Performance bounds and suboptimal policies for multi-class queue
Бесплатный доступ
In this paper, we consider a general class of a queuing system with multiple job types and flexible service facility. We use a stochastic control policy to determine the performance loss in multi-class M/M/1 queue. The considered system is originally a Markov decision processes (MDP). The author showed how to compute performance bounds for the stochastic control policy of MDP with an average cost criteria. In practice, many authors used heuristic control policies due to some hardness in computing and running mathematically optimal policies. The authors found bounds on performance in order to an optimal policy where the goal of this job is to compute the difference of optimality and a specific policy. In other words, this study shows that, the optimal bounds of the average queue length for any non-idling policies can be found by a factor of service rates.
Queueing system, multiple job classes, stochastic control policy
Короткий адрес: https://sciup.org/147232928
IDR: 147232928 | DOI: 10.14529/mmp190104
Текст научной статьи Performance bounds and suboptimal policies for multi-class queue
We are interested to use an average cost per period (ACPP) in a multi-class job M/M/1 queue to determine the performance loss associated with using a control policy. We consider non-idling policies, which always mean serving jobs as long as there are jobs in the queue. The problem considered in this paper is to control a single server queue with multiple job class. [1,2] have shown that the optimal policy for this problem is known where the implementation of that optimal policy needs the exact information about the service rate for each class. However, note that it is a little difficult to analyse the performance of some policies, such as FIFO (see [1]).

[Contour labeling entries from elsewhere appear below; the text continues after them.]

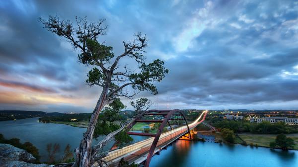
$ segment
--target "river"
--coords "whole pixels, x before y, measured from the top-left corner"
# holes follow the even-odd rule
[[[0,133],[6,139],[18,138],[21,142],[31,142],[39,150],[41,160],[43,161],[47,160],[47,143],[56,142],[60,145],[57,155],[60,157],[68,143],[73,149],[78,146],[86,130],[64,124],[39,123],[38,120],[35,118],[0,122]],[[133,137],[135,141],[144,138]],[[109,143],[104,151],[110,148],[112,144]],[[298,167],[298,151],[178,140],[162,151],[160,155],[154,156],[150,167]]]

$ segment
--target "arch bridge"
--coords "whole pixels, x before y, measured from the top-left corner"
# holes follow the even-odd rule
[[[172,110],[147,111],[142,114],[137,116],[129,124],[126,129],[127,133],[131,135],[139,135],[149,137],[148,139],[134,143],[121,149],[116,149],[108,152],[106,156],[101,160],[104,163],[108,164],[109,166],[117,166],[122,158],[131,163],[135,162],[144,167],[149,167],[152,157],[156,154],[159,154],[160,151],[166,149],[167,146],[171,145],[178,139],[191,140],[191,130],[203,122],[208,113],[208,111],[203,111],[198,117],[193,122],[188,124],[183,113],[179,109]],[[147,116],[155,115],[163,117],[160,120],[149,120],[144,119]],[[185,125],[173,127],[170,122],[175,120],[181,120]],[[138,133],[130,131],[133,126],[137,122],[159,123],[160,126],[157,130],[156,134],[149,133]],[[169,125],[171,130],[163,132],[164,128]],[[96,165],[94,164],[95,166]]]

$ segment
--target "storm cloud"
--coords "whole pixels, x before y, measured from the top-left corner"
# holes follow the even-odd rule
[[[0,2],[0,110],[92,110],[101,89],[86,84],[77,51],[39,23],[50,14],[106,19],[100,40],[116,55],[146,33],[147,62],[170,71],[158,95],[136,97],[152,108],[298,109],[298,2],[12,0]]]

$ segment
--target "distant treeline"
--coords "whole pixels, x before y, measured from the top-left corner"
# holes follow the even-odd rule
[[[63,114],[59,116],[43,116],[38,119],[40,122],[50,122],[51,121],[70,121],[71,119],[76,119],[74,121],[87,120],[91,117],[91,113],[77,113]]]
[[[220,129],[229,129],[235,133],[249,132],[259,134],[298,133],[298,126],[288,125],[284,122],[270,123],[268,122],[251,123],[247,121],[212,119],[214,126]]]
[[[64,114],[58,112],[47,113],[40,111],[25,110],[0,110],[0,121],[32,118],[44,116],[58,116]]]

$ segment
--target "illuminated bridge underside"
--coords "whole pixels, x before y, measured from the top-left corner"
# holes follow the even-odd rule
[[[153,112],[159,112],[159,114],[158,113],[150,113]],[[103,161],[109,163],[111,166],[117,166],[120,159],[123,158],[125,161],[127,161],[129,163],[134,162],[135,163],[140,164],[145,162],[144,167],[148,167],[149,166],[152,157],[154,154],[159,154],[159,151],[166,148],[167,146],[186,134],[189,134],[189,137],[191,138],[190,130],[195,128],[205,120],[207,112],[208,111],[204,111],[198,118],[191,124],[188,125],[186,122],[186,125],[179,127],[175,129],[172,129],[172,130],[170,131],[162,133],[162,129],[167,123],[169,123],[168,120],[171,120],[171,116],[176,113],[180,113],[183,116],[183,119],[186,121],[184,115],[178,109],[171,111],[149,110],[145,112],[145,115],[160,115],[164,117],[156,134],[139,133],[144,136],[152,137],[122,149],[110,151],[102,160]],[[203,118],[202,118],[202,116]],[[139,119],[140,118],[139,117],[135,120],[129,126],[129,128],[131,128],[137,122],[141,122],[142,120]],[[128,132],[128,134],[137,135],[136,134],[131,134],[131,132]],[[98,166],[98,164],[96,163],[94,166]]]

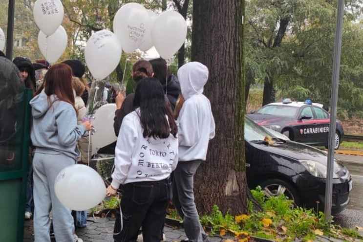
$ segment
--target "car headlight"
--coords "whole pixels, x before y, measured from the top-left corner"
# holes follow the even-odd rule
[[[326,166],[313,160],[300,160],[299,161],[312,176],[319,178],[326,178]]]
[[[263,127],[277,132],[278,132],[281,129],[281,126],[279,125],[264,125]]]

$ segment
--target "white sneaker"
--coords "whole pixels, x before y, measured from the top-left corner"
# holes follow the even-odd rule
[[[25,212],[25,214],[24,215],[24,218],[26,220],[30,220],[33,214],[30,212]]]
[[[76,234],[73,234],[73,241],[74,242],[83,242],[83,240],[80,238],[78,238]]]

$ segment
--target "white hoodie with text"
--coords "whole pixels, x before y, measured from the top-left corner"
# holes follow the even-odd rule
[[[115,149],[113,187],[120,184],[166,179],[178,163],[178,138],[171,134],[166,139],[144,138],[138,112],[122,120]]]
[[[209,100],[203,94],[208,68],[190,62],[178,71],[185,101],[178,118],[179,160],[205,160],[209,140],[214,137],[215,125]]]

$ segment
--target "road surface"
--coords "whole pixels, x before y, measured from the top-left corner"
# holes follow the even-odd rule
[[[335,157],[343,162],[350,172],[353,189],[347,209],[334,220],[342,227],[363,226],[363,156],[336,154]]]

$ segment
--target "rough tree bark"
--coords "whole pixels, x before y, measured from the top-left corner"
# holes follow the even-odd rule
[[[173,0],[179,13],[181,14],[184,19],[187,19],[188,8],[189,6],[189,0],[185,0],[182,5],[180,0]],[[178,52],[178,66],[180,68],[185,62],[185,44],[183,44]]]
[[[226,212],[245,213],[249,190],[244,139],[245,76],[242,19],[244,0],[198,0],[193,3],[192,59],[209,68],[205,94],[216,123],[207,161],[195,177],[198,211],[214,204]]]

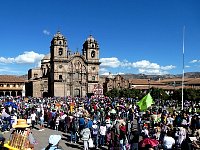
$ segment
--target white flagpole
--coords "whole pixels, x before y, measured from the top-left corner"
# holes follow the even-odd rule
[[[185,52],[185,26],[183,27],[183,75],[182,75],[182,101],[181,101],[181,110],[183,110],[183,102],[184,102],[184,94],[183,94],[183,89],[184,89],[184,68],[185,68],[184,52]]]

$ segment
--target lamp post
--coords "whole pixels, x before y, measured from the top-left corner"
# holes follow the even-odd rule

Indeed it is known (see for example [3, 4]) that the cµ -rule is the optimal control in two main settings: (i) generally distributed service requirements among all non-preemptive disciplines and (ii) exponentially distributed service requirements among all preemptive disciplines. In the preemptive case cµ -rule is only optimal if the service times are exponentially distributed. The queuing system that we considered to work on, is in the discrete-time case where the other case and its optimal control policy is studied before and is cµ rule. In the discrete-time case, optimality of cµ rule was established in [4, 5]. We recall that cµ -rule is the discipline that gives a strict priority in descending order of c k µ k , where c k and µ k refer to a cost and the inverse of the mean service requirement, respectively, of class k .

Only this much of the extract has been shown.